Rugby, Mondiali al via: show All-Blacks. Tonga travolta 41-10

Pubblicato il 9 Settembre 2011 14:00 | Ultimo aggiornamento: 9 Settembre 2011 14:22

AUCKLAND – Una cerimonia d’apertura ispirata alle tradizioni dei Maori e alla leggenda del rugby e l’esordio vincente degli All Blacks contro Tonga (un 41-10 eloquente) hanno segnato uno spettacolare inizio per la settima edizione della Coppa del Mondo della palla ovale, al via venerdì 9 settembre in Nuova Zelanda. Lo stadio di Auckland, esaurito in tutti i suoi 60mila posti mentre tutto attorno la città era una festa di colori, è stato prima palcoscenico di una fantasmagorica rappresentazione messa in scena dalla compagnia di David Atkins, già impiegata con successo alle Olimpiadi di Sydney 2000 e di Vancouver 2010, poi del rugby-spettacolo della squadra di casa, che ha sconfitto Tonga con un primo tempo devastante.

Tra i lampi dei flash e la suggestione di un viaggio dai quattro angoli del mondo per arrivare ad Auckland – questa la traccia dello spettacolo della cerimonia -, testimonial dell’evento e’ stato Jonah Lomu, comparso sul terreno dopo lo spettacolo tra gli applausi del pubblico. Il mitico All Blacks, miglior marcatore della storia del torneo mondiale con 16 mete, ha fornito l’assist alle autorità il premier neozelandese John Key e il presidente dell’International Rugby Board Français Bernard Lapasset, per dichiarare ufficialmente aperta la Coppa del Mondo 2011.
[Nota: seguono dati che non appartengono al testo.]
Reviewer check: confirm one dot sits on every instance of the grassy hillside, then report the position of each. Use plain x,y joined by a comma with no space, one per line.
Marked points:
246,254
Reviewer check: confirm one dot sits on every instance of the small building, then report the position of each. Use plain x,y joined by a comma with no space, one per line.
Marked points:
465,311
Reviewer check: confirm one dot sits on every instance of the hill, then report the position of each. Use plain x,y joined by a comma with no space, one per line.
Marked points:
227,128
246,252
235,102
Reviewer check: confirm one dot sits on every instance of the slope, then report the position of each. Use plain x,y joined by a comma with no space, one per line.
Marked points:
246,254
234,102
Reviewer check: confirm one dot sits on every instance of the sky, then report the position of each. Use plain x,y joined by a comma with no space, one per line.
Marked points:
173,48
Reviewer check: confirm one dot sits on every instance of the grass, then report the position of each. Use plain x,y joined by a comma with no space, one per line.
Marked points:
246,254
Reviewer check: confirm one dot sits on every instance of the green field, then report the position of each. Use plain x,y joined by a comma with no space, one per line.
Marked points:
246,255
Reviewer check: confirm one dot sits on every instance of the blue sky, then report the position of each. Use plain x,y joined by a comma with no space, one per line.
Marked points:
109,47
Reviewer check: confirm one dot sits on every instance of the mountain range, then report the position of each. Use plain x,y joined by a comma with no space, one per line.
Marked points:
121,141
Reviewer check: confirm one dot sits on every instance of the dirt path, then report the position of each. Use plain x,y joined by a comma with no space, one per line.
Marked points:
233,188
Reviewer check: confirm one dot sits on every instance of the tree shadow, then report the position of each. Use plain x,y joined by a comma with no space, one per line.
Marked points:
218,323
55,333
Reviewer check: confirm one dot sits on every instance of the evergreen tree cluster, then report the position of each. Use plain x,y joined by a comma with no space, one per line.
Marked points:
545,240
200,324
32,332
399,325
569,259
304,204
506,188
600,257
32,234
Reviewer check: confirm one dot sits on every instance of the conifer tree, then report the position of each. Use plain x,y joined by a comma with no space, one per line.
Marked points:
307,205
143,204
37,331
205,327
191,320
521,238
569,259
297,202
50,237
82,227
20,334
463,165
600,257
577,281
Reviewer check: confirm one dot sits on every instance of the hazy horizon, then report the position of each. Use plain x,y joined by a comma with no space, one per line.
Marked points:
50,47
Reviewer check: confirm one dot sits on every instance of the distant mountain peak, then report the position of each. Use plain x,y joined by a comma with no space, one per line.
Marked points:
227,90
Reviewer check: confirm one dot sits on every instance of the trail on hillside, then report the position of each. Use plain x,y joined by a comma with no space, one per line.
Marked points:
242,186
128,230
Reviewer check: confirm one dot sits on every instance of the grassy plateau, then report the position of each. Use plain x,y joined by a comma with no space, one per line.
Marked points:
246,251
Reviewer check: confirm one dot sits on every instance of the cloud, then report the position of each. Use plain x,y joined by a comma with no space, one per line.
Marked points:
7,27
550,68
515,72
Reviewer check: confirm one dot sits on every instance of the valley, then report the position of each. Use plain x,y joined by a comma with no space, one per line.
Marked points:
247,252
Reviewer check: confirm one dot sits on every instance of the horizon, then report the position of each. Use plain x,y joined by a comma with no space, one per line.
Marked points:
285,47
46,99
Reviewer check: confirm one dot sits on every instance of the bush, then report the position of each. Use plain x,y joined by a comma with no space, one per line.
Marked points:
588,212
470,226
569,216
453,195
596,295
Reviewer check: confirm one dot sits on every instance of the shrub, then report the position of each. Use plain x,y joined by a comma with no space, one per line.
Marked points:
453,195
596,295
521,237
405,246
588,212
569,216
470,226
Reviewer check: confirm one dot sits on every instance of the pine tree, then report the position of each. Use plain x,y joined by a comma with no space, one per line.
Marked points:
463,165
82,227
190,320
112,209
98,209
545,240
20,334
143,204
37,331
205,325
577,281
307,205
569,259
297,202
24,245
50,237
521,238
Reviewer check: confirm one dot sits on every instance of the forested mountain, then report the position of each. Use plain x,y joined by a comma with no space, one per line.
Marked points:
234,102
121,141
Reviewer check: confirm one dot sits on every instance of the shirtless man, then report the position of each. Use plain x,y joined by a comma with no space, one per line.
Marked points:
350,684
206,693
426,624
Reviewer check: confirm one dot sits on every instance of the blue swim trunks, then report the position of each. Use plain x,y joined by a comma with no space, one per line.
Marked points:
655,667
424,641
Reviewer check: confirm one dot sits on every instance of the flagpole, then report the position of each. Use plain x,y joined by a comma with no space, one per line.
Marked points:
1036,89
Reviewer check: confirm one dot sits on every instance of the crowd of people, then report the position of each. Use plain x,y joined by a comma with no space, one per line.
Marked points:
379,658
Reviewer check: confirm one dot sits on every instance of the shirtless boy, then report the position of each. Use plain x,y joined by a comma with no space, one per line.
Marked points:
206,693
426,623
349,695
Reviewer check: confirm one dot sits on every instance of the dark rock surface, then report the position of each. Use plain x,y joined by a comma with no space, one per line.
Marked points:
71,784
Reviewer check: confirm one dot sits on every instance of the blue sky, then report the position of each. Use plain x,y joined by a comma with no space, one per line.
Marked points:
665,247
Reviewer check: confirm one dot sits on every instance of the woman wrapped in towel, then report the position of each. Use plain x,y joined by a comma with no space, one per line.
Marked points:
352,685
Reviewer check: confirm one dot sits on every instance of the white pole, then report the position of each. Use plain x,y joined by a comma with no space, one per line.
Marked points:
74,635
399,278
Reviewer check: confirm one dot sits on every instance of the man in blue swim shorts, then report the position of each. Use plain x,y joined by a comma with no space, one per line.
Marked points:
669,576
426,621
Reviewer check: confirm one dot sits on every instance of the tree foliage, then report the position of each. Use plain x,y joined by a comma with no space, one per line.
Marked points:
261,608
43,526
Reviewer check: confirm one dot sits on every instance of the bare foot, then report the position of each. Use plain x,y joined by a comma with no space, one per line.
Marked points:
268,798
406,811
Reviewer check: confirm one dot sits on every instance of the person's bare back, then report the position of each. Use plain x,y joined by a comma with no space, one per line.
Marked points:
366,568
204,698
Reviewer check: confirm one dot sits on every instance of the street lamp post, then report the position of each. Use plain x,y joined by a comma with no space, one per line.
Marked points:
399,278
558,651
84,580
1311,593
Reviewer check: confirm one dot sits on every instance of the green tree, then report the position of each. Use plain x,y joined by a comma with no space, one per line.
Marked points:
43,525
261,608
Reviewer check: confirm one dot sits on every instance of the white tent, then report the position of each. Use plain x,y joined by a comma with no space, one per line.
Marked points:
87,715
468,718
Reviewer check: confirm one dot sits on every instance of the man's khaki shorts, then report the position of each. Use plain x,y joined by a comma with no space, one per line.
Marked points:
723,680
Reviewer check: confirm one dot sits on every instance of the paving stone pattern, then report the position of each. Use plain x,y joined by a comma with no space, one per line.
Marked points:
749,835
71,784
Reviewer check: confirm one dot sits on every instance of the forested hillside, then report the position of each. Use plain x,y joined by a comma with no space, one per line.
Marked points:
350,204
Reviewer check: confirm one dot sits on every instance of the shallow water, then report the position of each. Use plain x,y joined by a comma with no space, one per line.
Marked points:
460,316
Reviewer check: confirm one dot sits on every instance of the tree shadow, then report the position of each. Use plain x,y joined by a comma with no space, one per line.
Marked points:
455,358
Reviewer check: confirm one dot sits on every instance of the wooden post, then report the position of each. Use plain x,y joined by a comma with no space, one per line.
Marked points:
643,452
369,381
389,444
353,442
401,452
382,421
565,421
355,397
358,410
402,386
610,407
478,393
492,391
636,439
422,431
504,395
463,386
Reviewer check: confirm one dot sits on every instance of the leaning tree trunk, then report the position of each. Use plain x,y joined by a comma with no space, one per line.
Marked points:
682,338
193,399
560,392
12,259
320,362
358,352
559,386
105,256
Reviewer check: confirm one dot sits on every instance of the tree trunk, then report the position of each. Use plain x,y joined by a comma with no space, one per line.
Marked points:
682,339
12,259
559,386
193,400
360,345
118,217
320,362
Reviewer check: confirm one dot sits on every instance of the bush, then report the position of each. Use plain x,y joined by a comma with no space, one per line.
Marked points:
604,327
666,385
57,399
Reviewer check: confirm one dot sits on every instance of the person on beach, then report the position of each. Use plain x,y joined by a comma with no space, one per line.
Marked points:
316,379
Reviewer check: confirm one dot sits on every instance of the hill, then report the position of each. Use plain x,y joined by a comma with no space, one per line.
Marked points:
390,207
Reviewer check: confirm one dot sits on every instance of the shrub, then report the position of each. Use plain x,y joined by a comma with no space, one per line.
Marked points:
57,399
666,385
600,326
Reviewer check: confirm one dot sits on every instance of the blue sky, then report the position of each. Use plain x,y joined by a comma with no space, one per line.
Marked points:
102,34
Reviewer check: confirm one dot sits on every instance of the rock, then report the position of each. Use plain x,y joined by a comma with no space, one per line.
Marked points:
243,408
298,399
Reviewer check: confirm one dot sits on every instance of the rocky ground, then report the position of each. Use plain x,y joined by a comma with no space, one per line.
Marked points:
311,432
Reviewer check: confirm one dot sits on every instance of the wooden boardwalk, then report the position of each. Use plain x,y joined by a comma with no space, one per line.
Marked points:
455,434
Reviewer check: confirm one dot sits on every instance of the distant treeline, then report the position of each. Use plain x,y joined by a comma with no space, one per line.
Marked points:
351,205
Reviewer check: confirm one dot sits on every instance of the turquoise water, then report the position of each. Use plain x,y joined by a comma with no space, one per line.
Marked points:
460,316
Poco dopo, sono scese in campo le due nazionali protagoniste della partita di apertura e lo spettacolo è continuato: i tongani hanno dato vita alla loro danza guerriera, la Sipi Tau, seguita dalla classica Haka dei padroni di casa, guidata dal maori n. 20 Piri Weepu. La partita è stata senza quasi senza storia, con i padroni di casa che sono andati in meta per la prima volta dopo undici minuti con l’estremo Israel Dagg. Il primo tempo si e’ chiuso sul 29-3, con un’altra meta realizzata da Dagg e due dall’ala Richard Kahui.

Nella ripresa gli All Blacks hanno rallentato, ma senza lasciare spazio a Tonga, e hanno trovato altre due mete con Kaino e Nonu. Il bottino di sei mete dei neozelandesi e’ stato completato da una punizione e quattro trasformazioni. I tongani hanno segnato l’unica meta, trasformata, a sette minuti dalla fine con il pilone Taumalolo, che si e’ aggiunta ad una punizione di Morath: tutto per il 41-10 finale. Gli All Blacks, sottoposti ad una forte pressione come favoriti d’obbligo, hanno comunque dato una prova convincente pur con un avversario ‘facile’ e il capitano, Richie McCaw, alla fine si e’ detto soddisfatto: ”Abbiamo fatto un buon avvio, mettendo in mostra un’ottima difesa. Un difetto? Nella ripresa siamo stati molto nei loro 22 senza concretizzare. Su questo dobbiamo lavorare”.